As of March 31, 2021, the Company had U.S. federal net operating loss (NOL) carryforwards of $87,341, state of approximately $35,722, Australia of approximately $6,399, and Israel of approximately $15,802. U.S. federal NOL of $77,902 and state NOLs expire between 2028 and 2037, and $9,439 of the U.S. federal NOL has an unlimited carryover period. Australia and Israel NOLs have unlimited carryover periods. Utilization of the NOLs in the U.S. are governed by Section 382 of the Internal Revenue Code of 1986, as amended (the “Code”), as well as similar state and foreign limitations that place limitations on the amount of NOLs able to be utilized following ownership changes. Due to the accumulation of annual allowances as of March 31, 2021, the U.S. NOLs are no longer subject to limitation. A valuation allowance of $5,287 is recorded against deferred tax assets as of March 31, 2021, of which $3,272 relates to non-U.S. locations with a history of losses, $417 for U.S. federal deferred tax assets, and $1,598 for state NOL carryforwards.
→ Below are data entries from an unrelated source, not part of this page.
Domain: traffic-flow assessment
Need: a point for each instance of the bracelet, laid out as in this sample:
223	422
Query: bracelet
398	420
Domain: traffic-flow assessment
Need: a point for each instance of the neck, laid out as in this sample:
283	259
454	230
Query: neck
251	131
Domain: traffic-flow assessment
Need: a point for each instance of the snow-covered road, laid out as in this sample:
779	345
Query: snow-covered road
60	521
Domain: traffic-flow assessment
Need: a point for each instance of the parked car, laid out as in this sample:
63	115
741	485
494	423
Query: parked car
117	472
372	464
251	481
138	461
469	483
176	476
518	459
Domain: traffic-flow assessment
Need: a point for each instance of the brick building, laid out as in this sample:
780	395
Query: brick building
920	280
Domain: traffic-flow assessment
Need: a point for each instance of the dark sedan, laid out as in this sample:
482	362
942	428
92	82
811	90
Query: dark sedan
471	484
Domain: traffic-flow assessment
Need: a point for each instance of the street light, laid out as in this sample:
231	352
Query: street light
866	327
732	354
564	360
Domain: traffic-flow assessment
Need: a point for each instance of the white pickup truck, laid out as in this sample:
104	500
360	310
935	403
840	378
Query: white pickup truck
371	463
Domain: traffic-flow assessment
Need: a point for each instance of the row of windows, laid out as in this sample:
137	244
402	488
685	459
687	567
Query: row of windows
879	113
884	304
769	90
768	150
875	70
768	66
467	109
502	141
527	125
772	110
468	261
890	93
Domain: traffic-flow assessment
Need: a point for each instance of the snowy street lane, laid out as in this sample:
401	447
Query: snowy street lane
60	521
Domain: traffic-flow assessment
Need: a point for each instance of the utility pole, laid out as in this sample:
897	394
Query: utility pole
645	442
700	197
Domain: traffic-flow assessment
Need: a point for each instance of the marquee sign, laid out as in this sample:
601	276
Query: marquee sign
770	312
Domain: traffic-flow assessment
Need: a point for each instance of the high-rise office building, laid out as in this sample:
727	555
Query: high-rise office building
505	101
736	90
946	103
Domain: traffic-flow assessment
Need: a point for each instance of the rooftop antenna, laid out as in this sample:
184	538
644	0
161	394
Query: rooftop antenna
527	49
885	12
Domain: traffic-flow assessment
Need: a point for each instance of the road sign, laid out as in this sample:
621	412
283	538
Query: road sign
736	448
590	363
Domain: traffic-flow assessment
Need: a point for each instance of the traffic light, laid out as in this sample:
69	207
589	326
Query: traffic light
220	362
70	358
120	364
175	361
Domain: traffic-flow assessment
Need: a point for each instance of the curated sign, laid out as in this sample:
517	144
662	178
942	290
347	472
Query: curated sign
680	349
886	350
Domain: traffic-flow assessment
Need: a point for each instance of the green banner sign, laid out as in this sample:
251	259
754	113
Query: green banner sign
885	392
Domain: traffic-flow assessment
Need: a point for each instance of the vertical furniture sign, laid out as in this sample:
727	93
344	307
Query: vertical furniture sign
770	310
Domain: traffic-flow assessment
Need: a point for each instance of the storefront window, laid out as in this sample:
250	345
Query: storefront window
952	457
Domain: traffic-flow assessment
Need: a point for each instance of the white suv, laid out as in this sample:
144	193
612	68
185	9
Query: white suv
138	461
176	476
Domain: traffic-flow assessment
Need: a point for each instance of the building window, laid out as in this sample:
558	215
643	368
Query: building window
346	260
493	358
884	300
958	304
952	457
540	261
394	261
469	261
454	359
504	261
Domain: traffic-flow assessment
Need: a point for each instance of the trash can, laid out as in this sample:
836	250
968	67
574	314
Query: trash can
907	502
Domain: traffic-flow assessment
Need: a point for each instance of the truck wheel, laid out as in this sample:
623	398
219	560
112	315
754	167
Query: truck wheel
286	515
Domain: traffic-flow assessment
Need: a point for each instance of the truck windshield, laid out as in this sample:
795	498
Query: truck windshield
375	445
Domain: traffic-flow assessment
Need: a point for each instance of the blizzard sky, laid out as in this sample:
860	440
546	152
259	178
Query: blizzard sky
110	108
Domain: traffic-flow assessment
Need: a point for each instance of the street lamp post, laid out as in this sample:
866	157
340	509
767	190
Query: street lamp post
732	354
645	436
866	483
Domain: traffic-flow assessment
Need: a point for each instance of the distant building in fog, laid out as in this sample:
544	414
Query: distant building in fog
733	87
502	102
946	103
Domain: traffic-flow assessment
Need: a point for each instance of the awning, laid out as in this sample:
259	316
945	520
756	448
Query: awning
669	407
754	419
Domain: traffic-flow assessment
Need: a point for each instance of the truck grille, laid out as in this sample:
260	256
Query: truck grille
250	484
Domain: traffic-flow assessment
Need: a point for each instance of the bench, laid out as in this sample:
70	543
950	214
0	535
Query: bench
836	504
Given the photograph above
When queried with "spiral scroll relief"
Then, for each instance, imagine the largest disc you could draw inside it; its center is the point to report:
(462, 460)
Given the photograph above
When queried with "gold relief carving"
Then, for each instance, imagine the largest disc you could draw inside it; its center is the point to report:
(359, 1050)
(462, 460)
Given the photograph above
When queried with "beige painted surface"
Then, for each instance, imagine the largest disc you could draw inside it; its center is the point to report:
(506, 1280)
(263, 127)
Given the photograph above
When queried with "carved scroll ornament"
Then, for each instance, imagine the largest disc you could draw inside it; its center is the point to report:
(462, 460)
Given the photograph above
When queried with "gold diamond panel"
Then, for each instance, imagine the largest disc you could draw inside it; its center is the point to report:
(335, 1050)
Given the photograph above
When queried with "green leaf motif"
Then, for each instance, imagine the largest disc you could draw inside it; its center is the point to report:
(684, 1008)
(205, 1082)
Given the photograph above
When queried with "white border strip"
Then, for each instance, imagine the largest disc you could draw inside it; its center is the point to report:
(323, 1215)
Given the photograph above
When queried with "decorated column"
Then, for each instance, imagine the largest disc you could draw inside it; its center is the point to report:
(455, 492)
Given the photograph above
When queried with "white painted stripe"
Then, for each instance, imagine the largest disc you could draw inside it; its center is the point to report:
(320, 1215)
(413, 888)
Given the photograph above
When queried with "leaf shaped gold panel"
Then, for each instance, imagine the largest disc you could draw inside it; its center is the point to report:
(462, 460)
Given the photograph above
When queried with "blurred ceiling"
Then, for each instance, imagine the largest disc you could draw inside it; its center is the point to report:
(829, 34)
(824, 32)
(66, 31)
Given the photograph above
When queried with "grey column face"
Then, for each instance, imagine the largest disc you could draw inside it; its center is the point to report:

The Company’s income is subject to taxation in both the U.S. and foreign jurisdictions. Significant judgment is required in evaluating the Company’s tax positions and determining its provision for income taxes. The Company establishes liabilities for income tax-related uncertainties based on estimates of whether, and the extent to which, additional taxes will be due. These liabilities for tax contingencies are established when the Company believes that a tax position is not more likely than not sustainable. The Company adjusts these liabilities in light of changing facts and circumstances, such as the outcome of a tax audit or lapse of a statute of limitations. The provision for income taxes includes the impact of uncertain tax liabilities and changes in liabilities that are considered appropriate.
A reconciliation of the beginning and ending amounts of unrecognized tax benefits for the years ended March 31, 2021, 2020, and 2019 is as follows:
  2021 2020 2019
Balance at April 1 $ 787  $ 788  $ 838 
Additions for tax position of prior years 585  —  — 
Reductions for tax positions of prior years —  (1) (50)
Balance at March 31 $ 1,372  $ 787  $ 788 
Included in the net deferred tax assets balances at March 31, 2021, 2020, and 2019 on our Consolidated Balance Sheets are $1,372, $787, and $788, respectively, of unrecognized tax benefits, which would affect the annual effective tax rate if recognized. The Company recognized $23, $33, and $45 of expense for interest and penalties on uncertain income tax liabilities in income tax expense for the years ended March 31, 2021, 2020, and 2019, respectively. The Company does not expect the amount of unrecognized tax benefits to change significantly in the next twelve months.
The Company’s U.S. federal, state, and foreign income tax returns generally remain subject to examination for the tax years ended 2016 through 2021.